Proving completeness of highest-order statistic using Leibnitz' Rule

Question

Suppose that $X_1,...,X_n$ are iid with common pdf given by $$f(x;\theta)=2e^{2x}\theta^{-2}I( x<log(\theta)).$$ I am tasked with finding a complete-sufficient statistic for $\theta$, and I have already shown via Neyman-factorization that $X_{(n)}$ is sufficient.

To demonstrate completeness, let $h(x_{(n)})$ be a real-valued function of $x_{(n)}$ such that $E[h(x_{(n)})]=0$. We can now express this as the following integral: $$0=\int_{-\infty}^{log(\theta)}h(x_{(n)})2n\theta^{-2n}e^{2nx_{(n)}}dx_{(n)},$$

where the expression being multiplied by $h$ is the pdf of the n-th order statistic. Now, this is where I am a little confused. First, note that because we are integrating w.r.t. the n-th order statistic, we can divide both sides by all expressions in the integral which do not contain the n-th order statistic. We now have the following: $$0=\int_{-\infty}^{log(\theta)}h(x_{(n)})e^{2nx_{(n)}}dx_{(n)}.$$

I am now inclined to use Leibnitz' rule, but in the last expression of Leibnitz' rule, where I take the partial w.r.t. $\theta$ of everything in the integral, it will be free of $h(x_{(n)})$ which is a problem, as I need to show that $h(x_{(n)})=0$.
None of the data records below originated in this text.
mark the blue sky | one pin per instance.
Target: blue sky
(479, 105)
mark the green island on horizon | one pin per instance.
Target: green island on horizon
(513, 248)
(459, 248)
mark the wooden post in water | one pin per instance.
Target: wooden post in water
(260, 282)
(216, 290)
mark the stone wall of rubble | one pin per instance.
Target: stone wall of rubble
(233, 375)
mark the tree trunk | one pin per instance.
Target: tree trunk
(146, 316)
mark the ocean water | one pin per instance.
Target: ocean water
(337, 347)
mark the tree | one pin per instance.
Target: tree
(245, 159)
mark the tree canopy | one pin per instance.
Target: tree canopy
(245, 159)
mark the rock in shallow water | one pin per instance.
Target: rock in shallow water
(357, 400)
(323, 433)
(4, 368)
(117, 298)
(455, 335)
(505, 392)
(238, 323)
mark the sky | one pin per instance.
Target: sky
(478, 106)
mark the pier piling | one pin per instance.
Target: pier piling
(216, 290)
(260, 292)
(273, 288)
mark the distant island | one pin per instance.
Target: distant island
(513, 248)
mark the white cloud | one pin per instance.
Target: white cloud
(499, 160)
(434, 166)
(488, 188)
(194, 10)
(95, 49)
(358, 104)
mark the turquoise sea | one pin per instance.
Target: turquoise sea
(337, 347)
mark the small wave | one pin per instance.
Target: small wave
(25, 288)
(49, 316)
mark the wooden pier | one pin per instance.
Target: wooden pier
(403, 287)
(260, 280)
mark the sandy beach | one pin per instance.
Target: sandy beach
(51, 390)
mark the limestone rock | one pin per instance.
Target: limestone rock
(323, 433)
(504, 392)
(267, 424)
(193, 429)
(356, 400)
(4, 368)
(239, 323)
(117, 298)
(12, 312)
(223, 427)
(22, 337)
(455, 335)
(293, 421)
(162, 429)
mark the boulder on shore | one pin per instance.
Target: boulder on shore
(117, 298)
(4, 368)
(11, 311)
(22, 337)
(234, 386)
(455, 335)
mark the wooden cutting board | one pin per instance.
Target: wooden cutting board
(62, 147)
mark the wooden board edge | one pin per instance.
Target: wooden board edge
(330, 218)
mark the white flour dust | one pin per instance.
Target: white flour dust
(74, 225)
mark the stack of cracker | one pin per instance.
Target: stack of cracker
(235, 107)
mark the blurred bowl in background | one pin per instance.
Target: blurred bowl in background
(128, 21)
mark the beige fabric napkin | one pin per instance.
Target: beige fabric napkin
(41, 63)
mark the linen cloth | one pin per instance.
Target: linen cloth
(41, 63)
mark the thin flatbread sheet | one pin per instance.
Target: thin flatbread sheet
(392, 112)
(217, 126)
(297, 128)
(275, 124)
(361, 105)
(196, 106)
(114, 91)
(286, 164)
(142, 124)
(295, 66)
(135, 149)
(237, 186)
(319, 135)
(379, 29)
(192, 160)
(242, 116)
My question is, should I not have eliminated the seemingly ancillary expressions inside the integral? Or am I making some other type of mistake?

Answer 1

The derivative of $$\int_{-\infty}^{\log(\theta)}h(x)e^{2nx}\text{d}x$$ which is the composition of the two functions $$\theta \mapsto \log(\theta)\qquad\text{ and }\qquad \xi \mapsto \int_{-\infty}^{\xi}h(x)e^{2nx}\text{d}x$$ wrt $\theta$ is $$\frac{\text{d}}{\text{d}\theta}\int_{-\infty}^{\log(\theta)}h(x)e^{2nx}\text{d}x=\frac{1}{\theta}\,h(\log(\theta))e^{2n\log(\theta)}=\theta^{2n-1}h(\log(\theta))$$ which is uniformly null iff $h\equiv 0$. There is no reason for resorting to Leibniz's rule in that case.